Super moon tomorrow,
Posted 05 May 2012 - 12:49 AM
Posted 05 May 2012 - 02:02 AM
This Saturday night, the largest full moon of the year will appear. This week’s full Moon, which takes place on May 5, will be a “SuperMoon,” and should appear quite a bit larger and brighter than a normal full Moon.
Last year, the March SuperMoon got a lot of media attention because it was the largest full Moon in nearly 20 years. This week’s SuperMoon will not be quite as extreme as last year’s, but will come close.
SuperMoons are caused by the shape of the Moon’s orbit, which is not a perfect circle, but an ellipse, or oval, shape. The Moon orbits the Earth once each month, and each month reaches a point farthest from the Earth, called apogee, and closest to the Earth, called perigee.
A SuperMoon occurs when the Moon is at least 90% of the way to its perigee position at the same time it is full or new. An extreme SuperMoon is when a full or new Moon happens at the same time the Moon is close to 100% perigee. May’s full Moon will occur within an hour of the Moon’s perigee.
The reason these two Moon phases are singled out is because each of them means that the Sun, Earth, and Moon are in alignment. When the Moon is full, it sits exactly on the opposite side of the Earth from the Sun.
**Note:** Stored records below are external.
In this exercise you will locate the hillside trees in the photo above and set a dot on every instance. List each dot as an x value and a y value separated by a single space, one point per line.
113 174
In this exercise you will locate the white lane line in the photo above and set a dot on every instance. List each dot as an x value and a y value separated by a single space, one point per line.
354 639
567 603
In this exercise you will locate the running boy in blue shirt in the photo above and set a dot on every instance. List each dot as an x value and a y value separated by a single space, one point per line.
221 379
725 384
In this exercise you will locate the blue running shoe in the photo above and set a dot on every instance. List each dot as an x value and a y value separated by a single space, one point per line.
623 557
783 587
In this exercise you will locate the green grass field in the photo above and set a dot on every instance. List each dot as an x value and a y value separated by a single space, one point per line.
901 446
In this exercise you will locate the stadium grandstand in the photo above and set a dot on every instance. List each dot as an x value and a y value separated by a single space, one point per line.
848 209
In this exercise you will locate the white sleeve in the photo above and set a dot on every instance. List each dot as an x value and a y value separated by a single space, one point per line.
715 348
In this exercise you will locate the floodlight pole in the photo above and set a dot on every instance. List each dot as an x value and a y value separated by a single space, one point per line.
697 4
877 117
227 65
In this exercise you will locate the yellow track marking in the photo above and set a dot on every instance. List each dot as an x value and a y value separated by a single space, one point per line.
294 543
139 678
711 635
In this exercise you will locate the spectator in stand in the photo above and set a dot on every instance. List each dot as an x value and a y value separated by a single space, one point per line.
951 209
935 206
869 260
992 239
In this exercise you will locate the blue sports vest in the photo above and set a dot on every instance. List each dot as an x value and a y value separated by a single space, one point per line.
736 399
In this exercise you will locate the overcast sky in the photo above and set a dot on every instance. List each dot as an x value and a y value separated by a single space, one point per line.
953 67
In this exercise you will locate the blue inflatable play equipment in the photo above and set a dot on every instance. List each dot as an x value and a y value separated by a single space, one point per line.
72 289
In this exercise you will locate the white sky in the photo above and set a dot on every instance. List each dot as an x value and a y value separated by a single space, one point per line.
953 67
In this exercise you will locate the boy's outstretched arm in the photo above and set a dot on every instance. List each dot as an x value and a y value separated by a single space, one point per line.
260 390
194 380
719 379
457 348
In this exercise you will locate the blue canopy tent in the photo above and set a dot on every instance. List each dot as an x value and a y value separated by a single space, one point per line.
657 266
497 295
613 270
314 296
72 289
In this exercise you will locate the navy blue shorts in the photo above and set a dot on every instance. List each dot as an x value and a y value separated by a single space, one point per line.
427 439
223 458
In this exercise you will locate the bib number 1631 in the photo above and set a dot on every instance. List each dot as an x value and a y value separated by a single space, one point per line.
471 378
When the Moon is new, it sits between the Earth and the Sun. In both cases, the gravitational pull from these two bodies – the Moon and the Sun – combine to create larger than normal tides, called “spring tides,” on Earth. When the Moon is also at perigee at this time, the effect is magnified into what is called a “proxigean spring tide.”
Of course, a new Moon at perigee isn’t very exciting to look at – because the new Moon does not reflect the Sun’s light, it is invisible – so full SuperMoons get much more attention than new SuperMoons.
There are actually about four or five SuperMoon events each year, only about half of which are full SuperMoons. Extreme SuperMoons are more rare and occur at varying intervals ranging from as little as a year to 20 years or more.
The Moon won’t be as big and bright as this week’s Moon for another two years – August 10, 2014, to be exact – so be sure to get outside this weekend and enjoy it!
Posted 06 May 2012 - 02:18 AM
Last year, we were at the cottage for the Super Moon. We had some enhancements earlier on in the day, and trucked out to a hill above the treeline to catch it. Well, we were 3 hours north of Toronto, in the middle of the forest, and it was winter. I had never seen the moon so bright! Seriously, it shone like it was made of a silvered mirror! And we could catch edges of the spectrum on it's top and bottom - one of the coolest celestial events I have seen with my naked eye.
Catching en event like that out where there is no light pollution = AMAZING!!!
Posted 06 May 2012 - 01:58 PM
Shot with a Canon T2i @ ISO 100, F-16, 1/60 with an 18-55mm lens. Probably needed a 300mm lens for this.
Posted 06 May 2012 - 05:50 PM
Mine from Friday night. I wanted to get the NYC skyline in the shot, but got out there too late. Well hopefully another shot at it tonight.
Almost Supermoon by Jeremy.Gordon, on Flickr
That's an amazing shot!! I the moon.